Of course one is unlikely to be reading detective fiction from the 1970s for much more than entertainment value, and that is fine. Indeed it is one of its primary attractions. But Morice has a charming manner of cloaking quite barbed quips in comfortable attire. On marriage she has Tessa note that “One of the few snags I had encountered in married life was the obligation to account to one other person for one’s behaviour; and this was never more acute than in cases where the behaviour was unlikely to obtain the other person’s blessing and approval”, whilst at another point Crichton refers to a piece of sci-fi theatre with a description that feels uncomfortably prescient: “It was set in the year two thousand and something and the author’s comforting idea was that by then the computers would have taken charge of just about everything, from foreign policy down to bingo, with the result that Man had lost the power of self expression and was reduced to conversing in grunts and loosely connected monosyllables.” A more accurate description of Social Media interactions I have yet to read.

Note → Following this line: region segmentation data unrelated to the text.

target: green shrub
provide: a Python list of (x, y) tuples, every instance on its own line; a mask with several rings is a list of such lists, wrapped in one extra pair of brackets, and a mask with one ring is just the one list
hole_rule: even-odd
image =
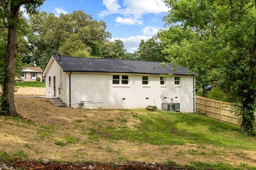
[(222, 90), (218, 87), (215, 87), (208, 93), (208, 97), (216, 100), (226, 102), (226, 97)]

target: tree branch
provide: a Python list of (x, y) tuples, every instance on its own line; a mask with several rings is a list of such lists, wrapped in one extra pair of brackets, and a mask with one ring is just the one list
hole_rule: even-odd
[(8, 7), (7, 7), (5, 1), (4, 0), (1, 0), (1, 4), (2, 6), (4, 12), (10, 16), (11, 13), (9, 11), (9, 9), (8, 9)]

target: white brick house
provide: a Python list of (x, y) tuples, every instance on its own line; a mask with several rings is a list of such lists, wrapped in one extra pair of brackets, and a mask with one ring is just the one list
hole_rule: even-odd
[[(193, 111), (195, 74), (188, 75), (182, 66), (174, 71), (170, 64), (163, 67), (160, 63), (52, 55), (43, 72), (46, 96), (60, 97), (75, 108), (153, 106), (169, 110), (171, 106), (163, 104), (175, 103), (179, 107), (176, 111)], [(169, 73), (173, 76), (160, 76)]]

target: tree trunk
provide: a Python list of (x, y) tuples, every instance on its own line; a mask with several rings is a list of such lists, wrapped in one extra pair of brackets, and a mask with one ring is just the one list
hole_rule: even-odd
[[(8, 42), (6, 55), (5, 59), (4, 83), (3, 85), (3, 95), (5, 98), (4, 106), (6, 115), (18, 117), (16, 111), (14, 100), (14, 72), (18, 48), (17, 44), (17, 26), (19, 22), (19, 8), (12, 9), (8, 19), (14, 22), (8, 26)], [(10, 21), (9, 20), (8, 21)], [(2, 108), (2, 109), (3, 108)]]
[(5, 98), (5, 109), (7, 115), (18, 117), (14, 100), (14, 72), (17, 57), (17, 29), (14, 26), (9, 26), (8, 29), (7, 54), (6, 58), (5, 82), (4, 86), (4, 96)]

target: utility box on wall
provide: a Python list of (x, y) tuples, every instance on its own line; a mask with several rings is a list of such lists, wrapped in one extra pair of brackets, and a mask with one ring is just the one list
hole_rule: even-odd
[(180, 111), (180, 104), (163, 103), (161, 105), (161, 109), (165, 111)]

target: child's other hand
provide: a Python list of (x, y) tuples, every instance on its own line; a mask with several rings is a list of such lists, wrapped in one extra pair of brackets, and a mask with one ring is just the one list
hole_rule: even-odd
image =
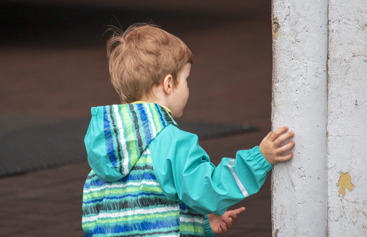
[(208, 214), (208, 219), (213, 232), (217, 235), (225, 234), (229, 229), (232, 228), (232, 224), (237, 222), (237, 215), (244, 211), (245, 208), (243, 207), (235, 210), (227, 211), (221, 216), (215, 214)]
[(266, 160), (273, 165), (279, 162), (285, 161), (292, 158), (293, 153), (292, 152), (286, 156), (282, 156), (281, 154), (292, 147), (295, 144), (292, 141), (283, 146), (279, 146), (281, 143), (288, 138), (294, 136), (292, 132), (287, 132), (281, 136), (279, 135), (288, 130), (288, 127), (286, 126), (280, 128), (272, 134), (270, 132), (265, 137), (259, 145), (259, 148)]

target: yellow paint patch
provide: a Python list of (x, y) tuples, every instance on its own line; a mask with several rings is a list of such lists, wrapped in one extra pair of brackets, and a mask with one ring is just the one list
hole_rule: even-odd
[(279, 29), (280, 29), (277, 17), (273, 17), (272, 26), (273, 28), (273, 39), (274, 40), (278, 38), (279, 35)]
[(338, 182), (338, 186), (339, 187), (339, 194), (343, 196), (345, 196), (345, 189), (350, 192), (354, 187), (354, 185), (352, 184), (352, 178), (349, 175), (349, 172), (345, 174), (342, 172), (340, 173), (340, 178)]

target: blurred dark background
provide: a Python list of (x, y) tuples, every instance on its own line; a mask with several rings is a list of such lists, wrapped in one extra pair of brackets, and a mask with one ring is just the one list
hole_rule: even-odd
[[(0, 178), (0, 237), (83, 236), (90, 168), (79, 131), (91, 107), (119, 103), (109, 81), (108, 26), (151, 22), (191, 50), (183, 121), (259, 128), (200, 141), (214, 163), (258, 145), (271, 129), (271, 8), (270, 0), (0, 2), (0, 162), (15, 171)], [(271, 234), (270, 174), (232, 207), (246, 210), (226, 236)]]

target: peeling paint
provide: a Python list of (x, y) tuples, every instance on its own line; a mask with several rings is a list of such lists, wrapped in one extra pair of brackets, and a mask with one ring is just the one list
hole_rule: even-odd
[(349, 175), (349, 172), (344, 173), (340, 173), (340, 178), (338, 182), (338, 187), (339, 188), (339, 194), (345, 196), (346, 193), (345, 189), (350, 192), (354, 187), (354, 185), (352, 183), (352, 178)]
[(279, 25), (279, 22), (278, 21), (277, 17), (273, 17), (272, 25), (273, 28), (273, 39), (274, 40), (278, 38), (278, 36), (279, 35), (279, 29), (280, 29), (280, 26)]

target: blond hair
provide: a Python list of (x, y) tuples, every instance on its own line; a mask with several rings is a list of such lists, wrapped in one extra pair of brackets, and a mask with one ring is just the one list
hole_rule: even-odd
[(182, 40), (145, 23), (115, 31), (107, 41), (107, 55), (111, 81), (123, 104), (149, 94), (169, 74), (177, 85), (179, 71), (192, 63), (192, 54)]

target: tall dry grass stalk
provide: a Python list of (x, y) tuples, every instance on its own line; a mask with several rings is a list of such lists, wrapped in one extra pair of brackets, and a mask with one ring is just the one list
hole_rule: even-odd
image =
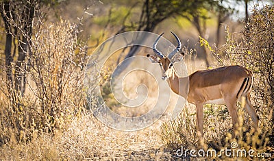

Then there is this uncomfortably amusing blast that reminds us how the BREXIT spirit of the 21st Century England ‘Daily Mail’ reader is nothing new: “there was nothing of the Dresden china about this particular little old lady. She was more of a retired Boadicea waging an implacable armchair-war against, predictably enough, immigrants, civil servants, motorists, pedestrians, abstract art, pop music and central heating.” Perhaps Morice had just seen Thatcher on the television.
Elsewhere she drops some delicious little meta droplets of knowing reference, with one character telling Tessa “for God’s sake don’t get the idea that you’re Miss Marple, and start asking all and sundry what they were doing between four and six o’clock, on Saturday, 3rd August.” before dropping the marvellous “‘I’ve lost the thread again,’ Toby said, appealing to Robin. ‘Have you any idea what this is all about?’ ‘Not a glimmer.’”
Losing the thread or not (and sometimes that is part of the pleasure), I admit that I have enjoyed these first two Anne Morice novels more than enough to explore further. And with eight more titles available in this current reissue flourish and a further ten due in July, there is certainly plenty in which to indulge.